10. Juni 2019

Anfrage der Stadträte Stefan Schmitt (parteilos) und Jürgen Wenzel (FW): Verschmutzung von Straßen und Plätzen stärker ahnden am Beispiel der Stadt Mannheim

Die „gute Stube“ unserer Stadt, der Marktplatz, wird bald ein neues Gesicht bekommen. Helle Granitplatten werden seinen Boden zieren. Doch wie lange wird der Bodenbelag sauber und frei von Kaugummi und Schmutz bleiben, fragten die beiden Stadträte Schmitt (pl) und Wenzel (FW) in einer im Mai beantworteten Anfrage?

Sollten wir uns nicht auch an der Stadt Mannheim orientieren? Der zuständige Ordnungsbürgermeister hat u. a. angekündigt, höhere Strafen für Müllsünder und Zigarettenkippenwegwerfer zu verlangen. Grund ist, dass nach Auskunft der Mannheimer Stadtreinigung, jährlich über 100.000 Euro vor allem für das Lösen von Kaugummiflecken ausgegeben werden müssen, da dies durch eine Spezialfirma per Handarbeit erfolgen muss.

Derzeit sind für Verschmutzungen 50 Euro Verwarnungsgeld fällig. In Zukunft will man in Mannheim diejenigen, die Abfall auf den Boden werfen, mit 75 Euro zur Kasse bitten. Wer seinen Kaugummi in der Einkaufsmeile „Planken“ auf die Straße oder den Gehweg spuckt, muss dafür sogar 100 Euro hinblättern. Damit will Mannheim ein Zeichen setzen, dass es kein Kavaliersdelikt ist, einfach etwas wegzuwerfen.
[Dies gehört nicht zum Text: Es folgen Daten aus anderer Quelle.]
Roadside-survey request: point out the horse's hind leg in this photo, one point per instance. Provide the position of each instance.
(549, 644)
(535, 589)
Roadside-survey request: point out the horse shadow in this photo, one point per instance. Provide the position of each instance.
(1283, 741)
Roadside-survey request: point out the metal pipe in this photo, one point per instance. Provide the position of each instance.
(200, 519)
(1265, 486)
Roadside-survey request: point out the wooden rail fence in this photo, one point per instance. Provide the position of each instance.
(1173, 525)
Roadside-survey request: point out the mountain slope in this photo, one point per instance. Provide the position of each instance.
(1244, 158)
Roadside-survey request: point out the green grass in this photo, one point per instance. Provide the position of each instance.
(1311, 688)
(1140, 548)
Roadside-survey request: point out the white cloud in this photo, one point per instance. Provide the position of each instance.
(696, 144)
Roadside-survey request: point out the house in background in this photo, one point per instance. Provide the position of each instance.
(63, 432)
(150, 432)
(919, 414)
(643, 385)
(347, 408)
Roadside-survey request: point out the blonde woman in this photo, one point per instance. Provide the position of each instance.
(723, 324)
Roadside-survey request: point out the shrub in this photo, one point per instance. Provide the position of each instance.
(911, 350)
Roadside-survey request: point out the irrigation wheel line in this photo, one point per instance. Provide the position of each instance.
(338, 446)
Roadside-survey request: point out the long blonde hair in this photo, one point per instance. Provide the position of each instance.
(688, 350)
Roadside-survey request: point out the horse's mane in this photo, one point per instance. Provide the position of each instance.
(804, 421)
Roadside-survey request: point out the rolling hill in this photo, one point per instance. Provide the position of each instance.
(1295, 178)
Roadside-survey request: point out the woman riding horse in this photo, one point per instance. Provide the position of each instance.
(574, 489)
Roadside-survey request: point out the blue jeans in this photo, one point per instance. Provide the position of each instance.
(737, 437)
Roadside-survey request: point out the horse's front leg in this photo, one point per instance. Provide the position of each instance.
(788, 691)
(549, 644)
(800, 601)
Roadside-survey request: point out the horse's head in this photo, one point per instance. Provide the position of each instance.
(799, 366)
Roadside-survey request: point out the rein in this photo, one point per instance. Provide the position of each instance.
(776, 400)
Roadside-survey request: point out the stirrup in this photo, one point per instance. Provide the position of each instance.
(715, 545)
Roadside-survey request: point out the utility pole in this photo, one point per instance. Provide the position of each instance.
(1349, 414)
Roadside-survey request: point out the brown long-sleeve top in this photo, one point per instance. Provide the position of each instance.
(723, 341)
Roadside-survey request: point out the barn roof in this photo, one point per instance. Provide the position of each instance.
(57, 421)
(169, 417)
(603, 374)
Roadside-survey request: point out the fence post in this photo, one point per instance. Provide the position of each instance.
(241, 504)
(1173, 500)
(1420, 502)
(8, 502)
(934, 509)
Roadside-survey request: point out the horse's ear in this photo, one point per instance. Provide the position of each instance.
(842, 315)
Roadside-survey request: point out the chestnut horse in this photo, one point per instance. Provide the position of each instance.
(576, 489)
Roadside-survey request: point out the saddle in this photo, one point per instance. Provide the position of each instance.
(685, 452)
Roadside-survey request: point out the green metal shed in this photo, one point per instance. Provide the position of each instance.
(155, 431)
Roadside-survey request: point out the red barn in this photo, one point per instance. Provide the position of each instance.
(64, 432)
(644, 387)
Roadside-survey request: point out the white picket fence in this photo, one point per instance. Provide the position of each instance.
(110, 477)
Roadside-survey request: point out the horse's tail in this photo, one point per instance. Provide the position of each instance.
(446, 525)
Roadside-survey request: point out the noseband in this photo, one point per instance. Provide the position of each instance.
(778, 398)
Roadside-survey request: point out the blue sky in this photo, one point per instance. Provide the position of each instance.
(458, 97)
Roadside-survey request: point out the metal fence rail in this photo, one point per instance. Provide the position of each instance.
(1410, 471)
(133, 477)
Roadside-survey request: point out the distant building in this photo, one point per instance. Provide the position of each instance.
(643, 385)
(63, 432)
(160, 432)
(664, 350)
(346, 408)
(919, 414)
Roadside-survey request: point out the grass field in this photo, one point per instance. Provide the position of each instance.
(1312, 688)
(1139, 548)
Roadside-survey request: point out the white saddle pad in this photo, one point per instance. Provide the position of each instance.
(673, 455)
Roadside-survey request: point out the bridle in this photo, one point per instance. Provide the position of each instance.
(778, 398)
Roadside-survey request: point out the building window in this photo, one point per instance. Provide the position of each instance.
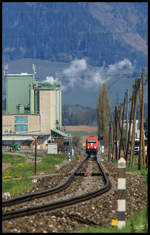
(21, 119)
(21, 127)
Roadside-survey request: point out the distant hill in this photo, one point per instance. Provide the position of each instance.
(79, 115)
(81, 44)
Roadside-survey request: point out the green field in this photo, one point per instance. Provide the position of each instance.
(137, 223)
(18, 178)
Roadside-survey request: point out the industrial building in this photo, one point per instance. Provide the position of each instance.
(32, 109)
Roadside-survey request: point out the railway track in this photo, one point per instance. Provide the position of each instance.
(59, 203)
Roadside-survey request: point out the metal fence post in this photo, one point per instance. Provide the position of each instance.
(121, 193)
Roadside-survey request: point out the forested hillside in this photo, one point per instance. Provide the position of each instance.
(78, 115)
(60, 31)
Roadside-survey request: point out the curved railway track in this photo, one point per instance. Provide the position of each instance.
(59, 203)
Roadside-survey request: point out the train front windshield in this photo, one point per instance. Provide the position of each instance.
(91, 141)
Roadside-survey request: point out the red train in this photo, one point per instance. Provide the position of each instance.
(91, 145)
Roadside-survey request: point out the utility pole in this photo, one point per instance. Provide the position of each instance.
(121, 144)
(130, 122)
(141, 123)
(116, 132)
(109, 145)
(36, 141)
(136, 87)
(127, 114)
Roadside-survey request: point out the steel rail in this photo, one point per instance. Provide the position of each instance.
(31, 196)
(61, 203)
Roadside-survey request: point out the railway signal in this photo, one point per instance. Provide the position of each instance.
(35, 142)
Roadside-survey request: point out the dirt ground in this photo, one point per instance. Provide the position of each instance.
(89, 129)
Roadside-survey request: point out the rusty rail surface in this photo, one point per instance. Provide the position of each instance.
(31, 196)
(62, 203)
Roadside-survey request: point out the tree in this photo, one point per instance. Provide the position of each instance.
(103, 113)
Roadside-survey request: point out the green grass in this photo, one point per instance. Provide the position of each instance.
(82, 133)
(16, 187)
(143, 171)
(137, 223)
(23, 171)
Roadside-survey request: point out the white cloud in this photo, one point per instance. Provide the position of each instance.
(79, 74)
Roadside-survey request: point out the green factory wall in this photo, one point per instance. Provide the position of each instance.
(17, 91)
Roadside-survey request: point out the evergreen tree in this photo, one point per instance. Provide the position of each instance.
(103, 113)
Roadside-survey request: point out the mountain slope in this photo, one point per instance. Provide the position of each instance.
(63, 31)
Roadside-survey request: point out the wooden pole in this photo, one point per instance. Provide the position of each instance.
(35, 156)
(121, 142)
(137, 82)
(141, 123)
(127, 114)
(109, 144)
(121, 193)
(130, 122)
(116, 136)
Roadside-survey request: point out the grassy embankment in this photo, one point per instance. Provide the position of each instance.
(137, 223)
(18, 178)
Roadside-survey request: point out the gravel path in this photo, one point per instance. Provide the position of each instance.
(97, 212)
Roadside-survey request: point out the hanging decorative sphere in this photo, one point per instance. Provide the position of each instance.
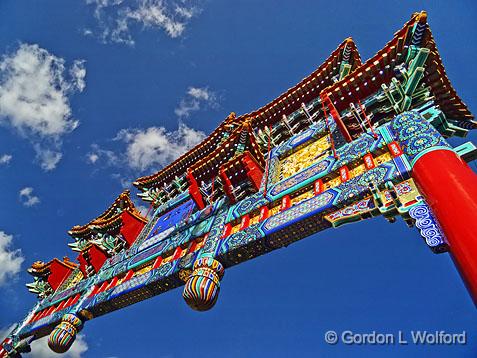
(63, 336)
(202, 288)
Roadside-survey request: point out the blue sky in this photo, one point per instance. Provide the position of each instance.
(118, 89)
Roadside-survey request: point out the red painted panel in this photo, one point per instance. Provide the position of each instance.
(318, 187)
(450, 189)
(369, 161)
(395, 149)
(131, 227)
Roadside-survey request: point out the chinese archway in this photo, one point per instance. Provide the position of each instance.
(349, 142)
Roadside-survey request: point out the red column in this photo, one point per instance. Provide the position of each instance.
(450, 189)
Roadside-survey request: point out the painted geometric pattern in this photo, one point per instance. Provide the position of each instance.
(215, 233)
(322, 167)
(357, 208)
(303, 209)
(428, 228)
(356, 149)
(416, 136)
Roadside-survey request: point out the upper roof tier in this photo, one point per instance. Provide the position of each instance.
(109, 218)
(286, 103)
(358, 84)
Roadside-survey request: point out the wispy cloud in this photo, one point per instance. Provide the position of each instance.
(10, 259)
(195, 99)
(35, 87)
(5, 158)
(27, 197)
(149, 148)
(116, 18)
(40, 349)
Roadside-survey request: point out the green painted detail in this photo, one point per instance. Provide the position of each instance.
(345, 69)
(467, 151)
(428, 150)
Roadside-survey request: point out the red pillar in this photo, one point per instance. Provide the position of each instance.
(450, 189)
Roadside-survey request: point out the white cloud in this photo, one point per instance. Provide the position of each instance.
(10, 259)
(5, 158)
(35, 87)
(155, 146)
(40, 349)
(196, 98)
(48, 158)
(93, 158)
(116, 17)
(27, 198)
(78, 73)
(147, 148)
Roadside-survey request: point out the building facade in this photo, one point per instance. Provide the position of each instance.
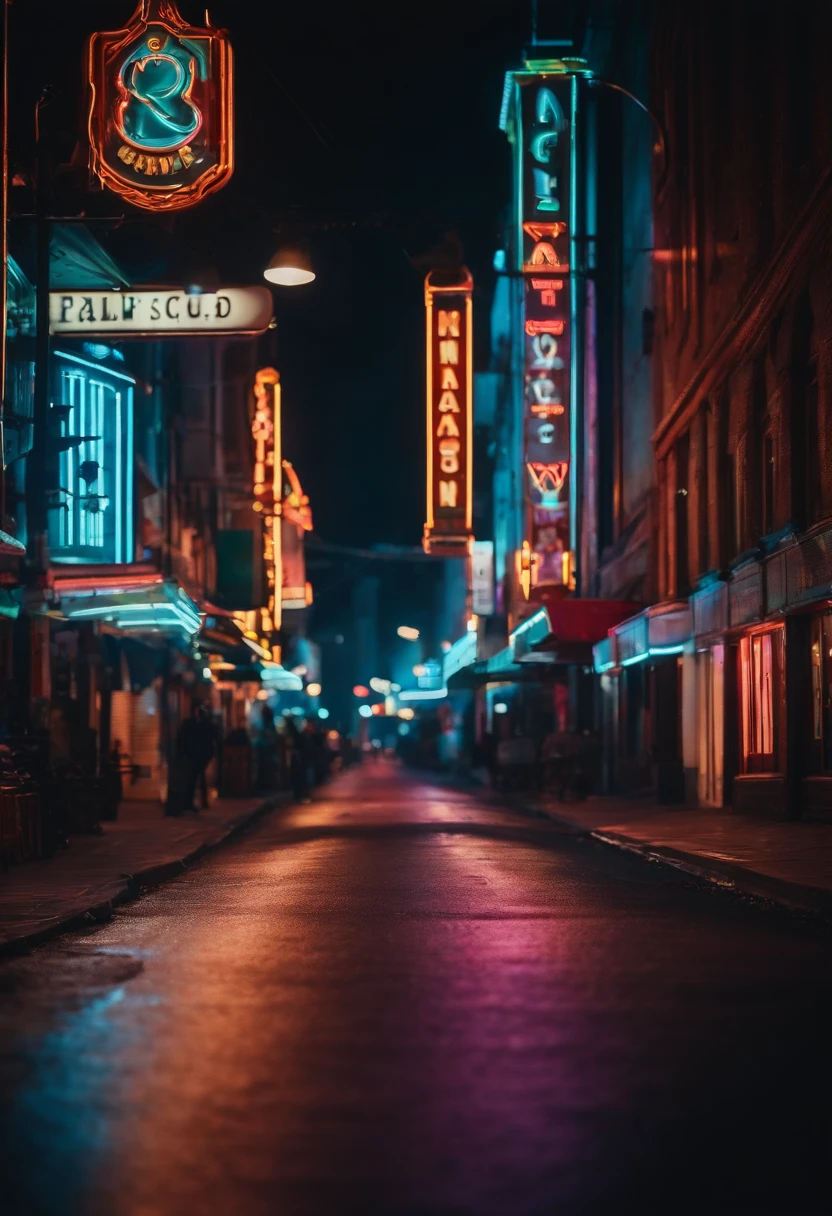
(736, 711)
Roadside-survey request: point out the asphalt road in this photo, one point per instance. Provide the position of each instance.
(402, 1000)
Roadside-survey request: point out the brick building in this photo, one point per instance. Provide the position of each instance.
(720, 692)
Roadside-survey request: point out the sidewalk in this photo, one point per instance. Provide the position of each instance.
(787, 862)
(96, 873)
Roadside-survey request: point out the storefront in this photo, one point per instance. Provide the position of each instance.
(646, 708)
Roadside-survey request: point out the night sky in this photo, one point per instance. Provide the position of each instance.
(343, 111)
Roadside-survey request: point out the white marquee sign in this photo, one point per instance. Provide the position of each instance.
(161, 313)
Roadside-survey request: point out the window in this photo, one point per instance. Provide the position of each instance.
(759, 664)
(93, 427)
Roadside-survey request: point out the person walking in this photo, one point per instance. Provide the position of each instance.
(298, 764)
(196, 743)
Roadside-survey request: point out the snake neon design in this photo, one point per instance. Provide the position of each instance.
(156, 113)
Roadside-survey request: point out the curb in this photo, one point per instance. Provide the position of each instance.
(135, 884)
(814, 901)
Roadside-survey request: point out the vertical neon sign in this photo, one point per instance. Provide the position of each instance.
(544, 146)
(449, 414)
(161, 118)
(269, 489)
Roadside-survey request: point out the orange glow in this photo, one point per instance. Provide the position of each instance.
(269, 467)
(535, 327)
(196, 157)
(449, 415)
(538, 231)
(524, 568)
(547, 478)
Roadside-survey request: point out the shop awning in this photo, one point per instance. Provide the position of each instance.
(131, 601)
(565, 629)
(659, 631)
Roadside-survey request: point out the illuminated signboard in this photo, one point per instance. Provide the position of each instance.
(269, 491)
(544, 144)
(296, 522)
(161, 313)
(161, 108)
(449, 414)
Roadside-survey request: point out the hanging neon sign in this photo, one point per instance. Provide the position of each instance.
(545, 219)
(449, 415)
(161, 108)
(269, 491)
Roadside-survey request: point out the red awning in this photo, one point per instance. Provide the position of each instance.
(578, 620)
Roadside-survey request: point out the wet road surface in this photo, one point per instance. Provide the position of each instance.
(404, 1000)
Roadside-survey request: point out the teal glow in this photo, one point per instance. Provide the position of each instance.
(95, 367)
(119, 456)
(130, 491)
(635, 658)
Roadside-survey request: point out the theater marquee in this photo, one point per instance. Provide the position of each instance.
(161, 313)
(449, 414)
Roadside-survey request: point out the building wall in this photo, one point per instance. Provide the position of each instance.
(742, 276)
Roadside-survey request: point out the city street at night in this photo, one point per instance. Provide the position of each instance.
(415, 608)
(406, 998)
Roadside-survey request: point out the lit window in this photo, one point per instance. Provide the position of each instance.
(93, 411)
(758, 663)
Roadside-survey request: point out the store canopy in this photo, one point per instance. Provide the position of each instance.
(659, 631)
(134, 602)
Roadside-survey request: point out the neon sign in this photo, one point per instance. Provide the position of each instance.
(269, 491)
(161, 111)
(545, 221)
(449, 414)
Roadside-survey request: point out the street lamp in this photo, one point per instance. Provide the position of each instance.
(291, 266)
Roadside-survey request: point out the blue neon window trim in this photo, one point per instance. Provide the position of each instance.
(95, 367)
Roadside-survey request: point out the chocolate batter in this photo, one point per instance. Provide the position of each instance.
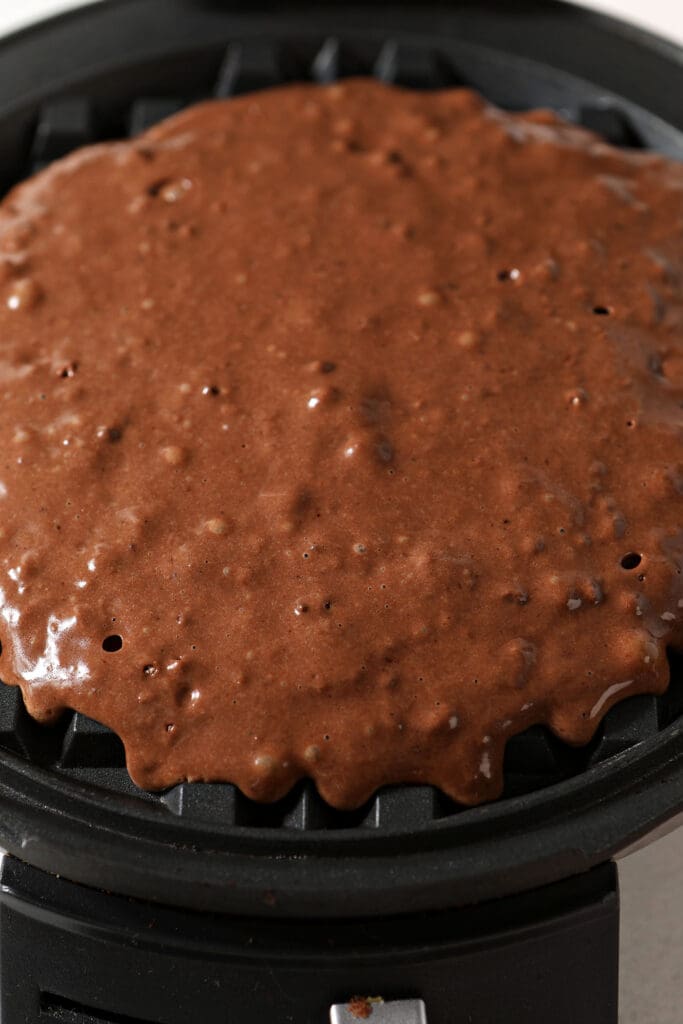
(341, 437)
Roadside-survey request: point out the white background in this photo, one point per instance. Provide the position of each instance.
(651, 889)
(665, 16)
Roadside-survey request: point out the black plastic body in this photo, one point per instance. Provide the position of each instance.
(83, 957)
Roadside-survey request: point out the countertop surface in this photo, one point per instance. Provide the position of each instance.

Die deutlich erhöhten Strafen werden durch den neuen Bußgeldkatalog für Umweltverstöße des baden-württembergischen Umweltministeriums ermöglicht.

Die Verwaltung nimmt zu der Anfrage der beiden Stadträte wie folgt Stellung:

A. Ist geplant, den neuen Belag auf dem Marktplatz und später auf der Kaiserstraße auch von Kaugummis zu reinigen? Wenn JA - wie hoch sind die Kosten, die dafür pro Jahr veranschlagt werden?

Beim Amt für Abfallwirtschaft wurde in diesem Jahr eine sogenannte Nassreinigungsmaschine mit Schrubbdeck in die Beschaffung aufgenommen, um den neuen Belag auf dem Marktplatz und der Kaiserstraße adäquat reinigen zu können. Diese Reinigungsmethode entfernt auch Kaugummireste. Die Reinigungsmaschine wird zusätzlich zur normalen Reinigungsaktivität täg-lich im Einsatz sein, um die Fußgängerzone sauber zu halten. Die Anschaffungskosten dieser Maschine belaufen sich auf circa 125.000 Euro.

B. Wie werden derzeit „Schmutzsünder“ geahndet? Findet eine Ahndung derzeit überhaupt statt?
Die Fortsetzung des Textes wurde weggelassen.